They can do whatever they want. But you, as a writer, should be looking out for number one. If you want to become a professional writer, Medium is now a place to re-post stuff you were already going to publish, use it as a portfolio to showcase your work, and try to siphon as much traffic from the site as possible and use it to build an audience you own in the form of an email list.
What Medium has done is typical of platforms. On the come up, they incentivize user-generated content to build their user base. Then, once the platform is big enough, they just do whatever they want and ignore the wants and needs of the people who built it.
It is what it is. Medium has been great to me and I’ve made a hell of a lot of money on the platform. But their changes have made me re-think the way I am going to use it as part of my efforts as well as the advice I’d give to a new writer starting on the platform.
The rest of this piece will focus on advice I would give to writers as well as my own independent thoughts on the platform.
You Can’t Rely on Medium to Make a Full-Time Living Writing (Anymore)
At best you can earn $1-5,000 per month on the platform if you’re good. That’s a lot of work for that amount of money. I’ve had conversations with tons of writers whose earnings have been decimated, with some reporting an 80 to 90 percent drop in their views and earnings.
My numbers have shrunk quite a bit too. If you are writing often, improving your skills, and putting out higher quality work, yet your views and earnings are going down, that’s not a good sign.
Just look at this comment from Ossiana Tepfenhart, a popular Medium writer:
When is the algorithm going to be fixed? The payouts I’m getting are literally pennies and they are in line with the boost standards. I feel like there is something wrong here.

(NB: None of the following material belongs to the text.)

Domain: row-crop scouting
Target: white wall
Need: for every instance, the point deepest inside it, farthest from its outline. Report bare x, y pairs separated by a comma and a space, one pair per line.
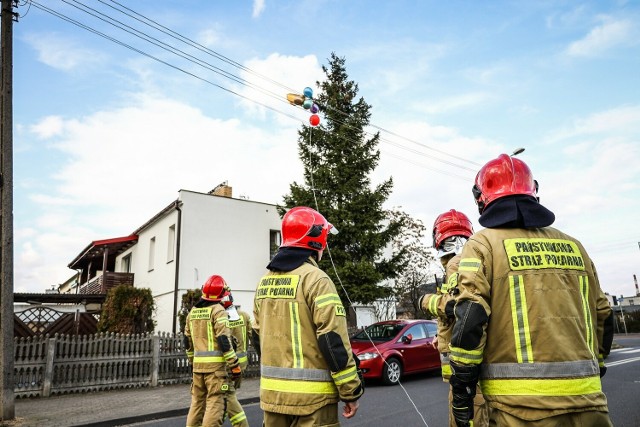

There’s a valuable lesson to learn here. You shouldn’t rely on earning money directly from platforms, period. Take the money, but use the platforms to build your own distribution:
- Build an email list you can sell products and services to
- Treat Medium as a re-posting platform (don’t cater your posts to Medium to make money). Write optimized content on your blog, then copy and paste to Medium for free money
- Build an income stream with guaranteed income and cash flow like freelancing.
I will still re-post all my blog content to Medium, but I’m focused on building my own home turf and distribution. You should too.
Do Take This Piece of Advice From Tony To Heart
Tony is 10,000 percent accurate when he says that readers are tired of hearing fake made-up content. You do have to back up your flashy headlines and intro hooks with real value.
But there’s a way to provide value and be a good marketer at the same time. You want to combine traditional blogging and marketing techniques with depth.
Here are some tips to do that:
- Each time you give a piece of advice, add an anecdote explaining how you’ve implemented it
- Only write about topics you’ve either researched and tested or lived yourself
- In general, learn how to become a better storyteller because stories make lessons stick better than tips anyway
- Don’t speak to your readers from a pedestal. Bleed on the page. Talk about your struggles and vulnerabilities
- Spend time studying what readers are saying in comments. Take real feedback from their words and use it in your posts
Good News For Beginners and Intermediate Writers
The big-name writers are getting shredded right now.
But, the little guy or gal is getting a chance. So, if you are new or have a smaller following, take advantage of it. I have had students report their earnings going up. The size of your following really doesn’t matter anymore, so go ahead and post on Medium and try to get some wins in the form of boosts.
You shouldn’t rely on Medium to make a full-time income, but as a new writer, it is thrilling to make hundreds or thousands from a single post, so it does make sense to get a taste of that sweet mulah because it will inspire you to do the real work it takes to build a well-rounded writing business.
When you’re new, you just need to get better at writing, period. So, use Medium to practice and get paid at the same time. Right now Medium is an amazing platform for beginner writers who are looking to get their feet wet. I wrote on Medium before the partner program even existed because there’s value in practice. You still get the chance to get paid, too. Win-win.
Esoteric Writers Are Getting Their Shine
The essayists, memoirists, poets, and other writers who have zero interest in writing traditional blog-style stuff now get a chance to shine and earn from their words. I’m happy for them.
Because, honestly, outside of a place like Medium, you won’t make much money for that type of writing.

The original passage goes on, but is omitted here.